The range of gaze directions to synthesize \( \tilde{\varvec{g}_j} \) was chosen to be the same as the range of the original set \(\varvec{g}_i\). Typically the range is about 40 degrees in the horizontal direction and 20 degrees in the vertical direction. The interval was set to 0.2 degrees in each direction which results in approximately 20,000 synthesized images. Note that the synthesis gaze range mentioned here and the synthesis head pose range in Sect. 2.2 are two different concepts. We solve Eq. 1 using Orthogonal Matching Pursuit (OMP) [6]. The eye movement synthesis process takes less than a second using a Matlab implementation.

Fig. 2.
figure 2

Synthesized eye images using (a) head pose synthesis, and (b) eye movement synthesis

2.4 Gaze Estimation Using Random Forests

We chose to use random forests [2] to learn the mapping between eye appearance and gaze direction because it has been shown to work well in related tasks [5, 8]. Each eye image is converted to grayscale, raster-scanned to form a feature vector and normalized to have unit length. The gaze direction is defined as a unit vector that points from the center of the eye, an arbitrary fixed point relative to the face model, to the visual target.

We do not cluster samples according to head poses as in [5, 8] since we only have 25 discrete head poses after face alignment and head pose synthesis. We instead train a random forest for each head pose, which we then use to independently estimate the corresponding synthesized testing image.
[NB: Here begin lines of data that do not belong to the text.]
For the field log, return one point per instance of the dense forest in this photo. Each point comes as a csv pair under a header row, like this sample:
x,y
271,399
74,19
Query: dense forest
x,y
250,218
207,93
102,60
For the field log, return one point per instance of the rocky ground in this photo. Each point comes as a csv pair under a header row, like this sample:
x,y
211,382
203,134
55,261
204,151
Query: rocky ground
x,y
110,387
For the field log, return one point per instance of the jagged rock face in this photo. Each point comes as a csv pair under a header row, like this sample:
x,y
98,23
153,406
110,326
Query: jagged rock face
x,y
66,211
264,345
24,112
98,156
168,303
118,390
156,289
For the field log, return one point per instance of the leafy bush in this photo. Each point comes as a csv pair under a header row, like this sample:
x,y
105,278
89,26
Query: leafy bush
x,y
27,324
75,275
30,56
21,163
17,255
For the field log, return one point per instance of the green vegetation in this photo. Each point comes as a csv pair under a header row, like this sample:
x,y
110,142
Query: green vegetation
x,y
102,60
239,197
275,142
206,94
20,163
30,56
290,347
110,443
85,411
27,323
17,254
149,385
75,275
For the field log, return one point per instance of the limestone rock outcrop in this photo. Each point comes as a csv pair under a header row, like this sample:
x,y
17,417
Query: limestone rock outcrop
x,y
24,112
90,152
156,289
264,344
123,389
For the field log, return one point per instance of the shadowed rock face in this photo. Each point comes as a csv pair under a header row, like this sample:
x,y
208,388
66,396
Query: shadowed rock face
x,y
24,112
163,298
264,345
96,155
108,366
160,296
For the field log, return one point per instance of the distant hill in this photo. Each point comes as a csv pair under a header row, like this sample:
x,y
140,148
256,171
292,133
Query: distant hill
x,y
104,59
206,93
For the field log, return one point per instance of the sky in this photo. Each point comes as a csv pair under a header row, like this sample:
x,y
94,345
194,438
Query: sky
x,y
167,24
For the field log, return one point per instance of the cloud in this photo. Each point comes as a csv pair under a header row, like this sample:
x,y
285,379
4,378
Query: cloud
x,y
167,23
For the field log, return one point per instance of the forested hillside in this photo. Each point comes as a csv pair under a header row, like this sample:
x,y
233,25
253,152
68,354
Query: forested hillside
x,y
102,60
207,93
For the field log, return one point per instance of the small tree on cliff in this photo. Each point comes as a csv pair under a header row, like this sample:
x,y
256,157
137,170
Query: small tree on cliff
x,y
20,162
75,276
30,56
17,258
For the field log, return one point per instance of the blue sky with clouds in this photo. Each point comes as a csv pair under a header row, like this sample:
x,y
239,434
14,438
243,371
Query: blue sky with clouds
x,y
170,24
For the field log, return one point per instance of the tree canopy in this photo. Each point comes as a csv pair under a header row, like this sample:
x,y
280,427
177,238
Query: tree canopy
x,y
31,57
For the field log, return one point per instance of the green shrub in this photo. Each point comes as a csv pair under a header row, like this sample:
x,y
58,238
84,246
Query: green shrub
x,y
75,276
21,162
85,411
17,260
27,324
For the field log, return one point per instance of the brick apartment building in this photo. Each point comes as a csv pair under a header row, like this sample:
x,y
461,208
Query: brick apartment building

The gaze output for each random forest is compensated by the head pose synthesis angle and the face alignment angle before being aggregated to get the final estimation.
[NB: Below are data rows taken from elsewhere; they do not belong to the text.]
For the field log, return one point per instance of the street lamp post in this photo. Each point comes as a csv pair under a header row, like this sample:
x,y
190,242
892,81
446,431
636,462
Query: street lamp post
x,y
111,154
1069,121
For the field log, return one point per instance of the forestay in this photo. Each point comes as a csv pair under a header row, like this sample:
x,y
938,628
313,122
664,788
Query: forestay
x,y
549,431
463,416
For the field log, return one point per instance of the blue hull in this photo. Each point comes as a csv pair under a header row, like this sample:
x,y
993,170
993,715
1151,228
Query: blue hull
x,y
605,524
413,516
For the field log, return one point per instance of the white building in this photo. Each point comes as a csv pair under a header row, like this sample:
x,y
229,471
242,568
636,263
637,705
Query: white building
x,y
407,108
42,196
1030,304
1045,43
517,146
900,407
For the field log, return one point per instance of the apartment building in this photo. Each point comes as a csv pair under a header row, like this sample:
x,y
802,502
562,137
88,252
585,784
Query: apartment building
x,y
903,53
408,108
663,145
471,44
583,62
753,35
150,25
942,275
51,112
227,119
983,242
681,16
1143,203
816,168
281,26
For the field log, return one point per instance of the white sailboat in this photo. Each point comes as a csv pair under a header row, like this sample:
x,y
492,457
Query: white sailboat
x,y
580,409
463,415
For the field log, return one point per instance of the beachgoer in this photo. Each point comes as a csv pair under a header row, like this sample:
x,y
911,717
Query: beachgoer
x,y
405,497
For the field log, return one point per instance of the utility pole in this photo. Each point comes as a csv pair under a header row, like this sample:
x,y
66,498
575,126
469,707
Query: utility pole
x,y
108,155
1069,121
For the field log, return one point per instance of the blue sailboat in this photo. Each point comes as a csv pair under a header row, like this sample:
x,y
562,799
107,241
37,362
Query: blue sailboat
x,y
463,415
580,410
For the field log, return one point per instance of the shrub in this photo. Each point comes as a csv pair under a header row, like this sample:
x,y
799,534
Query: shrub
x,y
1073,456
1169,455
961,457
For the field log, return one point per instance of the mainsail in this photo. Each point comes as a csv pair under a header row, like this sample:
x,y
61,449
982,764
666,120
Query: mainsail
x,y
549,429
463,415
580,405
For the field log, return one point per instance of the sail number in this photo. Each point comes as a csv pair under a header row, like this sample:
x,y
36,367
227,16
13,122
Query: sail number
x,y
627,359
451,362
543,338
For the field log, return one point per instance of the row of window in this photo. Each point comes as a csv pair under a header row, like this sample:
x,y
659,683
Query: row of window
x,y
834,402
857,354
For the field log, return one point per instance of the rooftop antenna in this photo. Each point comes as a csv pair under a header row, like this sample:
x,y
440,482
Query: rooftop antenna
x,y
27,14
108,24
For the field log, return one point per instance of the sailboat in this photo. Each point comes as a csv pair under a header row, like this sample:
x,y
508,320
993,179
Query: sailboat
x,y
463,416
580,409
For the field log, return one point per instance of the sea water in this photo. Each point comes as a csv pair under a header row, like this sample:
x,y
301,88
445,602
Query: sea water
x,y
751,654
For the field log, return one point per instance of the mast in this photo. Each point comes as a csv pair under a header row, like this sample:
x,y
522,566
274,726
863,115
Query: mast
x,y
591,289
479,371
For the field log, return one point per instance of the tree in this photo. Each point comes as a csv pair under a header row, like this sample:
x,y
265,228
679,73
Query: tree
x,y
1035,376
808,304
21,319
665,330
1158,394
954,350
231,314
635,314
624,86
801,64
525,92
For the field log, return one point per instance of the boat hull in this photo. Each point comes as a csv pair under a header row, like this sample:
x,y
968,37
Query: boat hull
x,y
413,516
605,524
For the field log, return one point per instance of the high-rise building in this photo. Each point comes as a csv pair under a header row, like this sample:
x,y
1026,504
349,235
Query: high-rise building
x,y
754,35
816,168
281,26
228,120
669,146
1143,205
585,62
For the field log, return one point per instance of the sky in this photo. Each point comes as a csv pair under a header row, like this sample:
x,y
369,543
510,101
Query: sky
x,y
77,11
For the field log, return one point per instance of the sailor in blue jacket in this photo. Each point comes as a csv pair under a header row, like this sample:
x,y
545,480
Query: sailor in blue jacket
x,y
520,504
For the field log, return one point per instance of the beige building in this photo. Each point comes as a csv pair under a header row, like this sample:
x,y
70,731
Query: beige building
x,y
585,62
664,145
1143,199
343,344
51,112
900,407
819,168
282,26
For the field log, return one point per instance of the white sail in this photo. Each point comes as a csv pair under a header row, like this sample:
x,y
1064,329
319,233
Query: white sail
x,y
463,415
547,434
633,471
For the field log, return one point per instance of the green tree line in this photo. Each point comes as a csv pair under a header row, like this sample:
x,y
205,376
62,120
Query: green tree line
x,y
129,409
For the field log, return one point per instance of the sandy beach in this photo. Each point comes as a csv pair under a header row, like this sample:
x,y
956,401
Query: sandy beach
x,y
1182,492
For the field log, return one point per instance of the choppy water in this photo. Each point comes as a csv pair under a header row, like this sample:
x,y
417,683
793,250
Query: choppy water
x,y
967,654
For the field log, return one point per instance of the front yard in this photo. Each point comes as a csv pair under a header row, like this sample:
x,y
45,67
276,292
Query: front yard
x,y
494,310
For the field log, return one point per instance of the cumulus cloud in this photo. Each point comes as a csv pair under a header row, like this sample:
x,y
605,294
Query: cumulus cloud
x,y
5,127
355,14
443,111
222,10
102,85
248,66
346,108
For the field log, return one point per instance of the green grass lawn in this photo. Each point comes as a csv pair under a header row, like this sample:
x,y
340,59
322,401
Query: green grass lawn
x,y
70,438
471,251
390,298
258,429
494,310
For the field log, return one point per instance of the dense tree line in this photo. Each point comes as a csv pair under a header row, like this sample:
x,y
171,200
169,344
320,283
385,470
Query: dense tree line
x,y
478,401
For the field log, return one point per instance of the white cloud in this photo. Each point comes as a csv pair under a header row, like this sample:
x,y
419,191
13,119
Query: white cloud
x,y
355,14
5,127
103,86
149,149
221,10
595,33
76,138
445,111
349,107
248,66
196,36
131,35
Table 1. Comparison of gaze estimation error

3 Experiments

3.1 Data Collection

The data collection system consists of a 14 inch laptop with a 1600\(\,\times \,\)900 display and a RealSense camera. RGB images captured by the RealSense were set to 1920\(\,\times \,\)1080 pixels while the point cloud resolution was limited to 640\(\,\times \,\)480. The two devices have been pre-calibrated such that pixel coordinates on the laptop screen can be mapped to its 3D coordinate in the camera reference system.

During recording sessions, 3 participants, 2 male and 1 female, were asked to sit approximately 40 cm in front of the laptop and look at 60 visual targets that appeared randomly on the screen. Participants were allowed to have there head relaxed and natural but were told to refrain from making large head movements. After post processing, 10 frames were kept for each visual target per participant. Half of the data is randomly selected as the training data and the other half as the testing data.

3.2 Results

We evaluated the performance of our proposed method by comparing three sets of experiments: no-synthesis, half-synthesis, and full-synthesis. The no-synthesis experiment is used as a baseline comparison, where only the normalized eye images are used for training and testing. The half-synthesis experiment uses eye movement synthesis on the training set to train a larger regression forest on which the testing set is tested. The full-synthesis experiment uses both eye movement and head pose synthesis on the training set to train 25 regression forests corresponding to different head poses. Head pose synthesis is also used on the testing set to generate different views of each testing image which is then tested using the corresponding regression forest. After compensating the output of each regression forest with its associated pose angle, the median is adopted as the final gaze angle. The estimation errors are given in Table 1.

4 Conclusion

We proposed a novel synthesis-based approach for gaze analysis using a low-cost commercial 3D camera. We synthesize eye appearance changes due to both head motion and eye movement to dramatically increase the amount of training data. In the testing stage, we use synthesis to obtain multiple gaze estimates. Moreover, our approach works with low resolution images and is able to handle slight natural head motion. The reported results demonstrate that synthesis can be used to compensate the lack of calibration data and greatly improve gaze estimation accuracy and stability, justifying the feasibility of low-cost gaze analysis.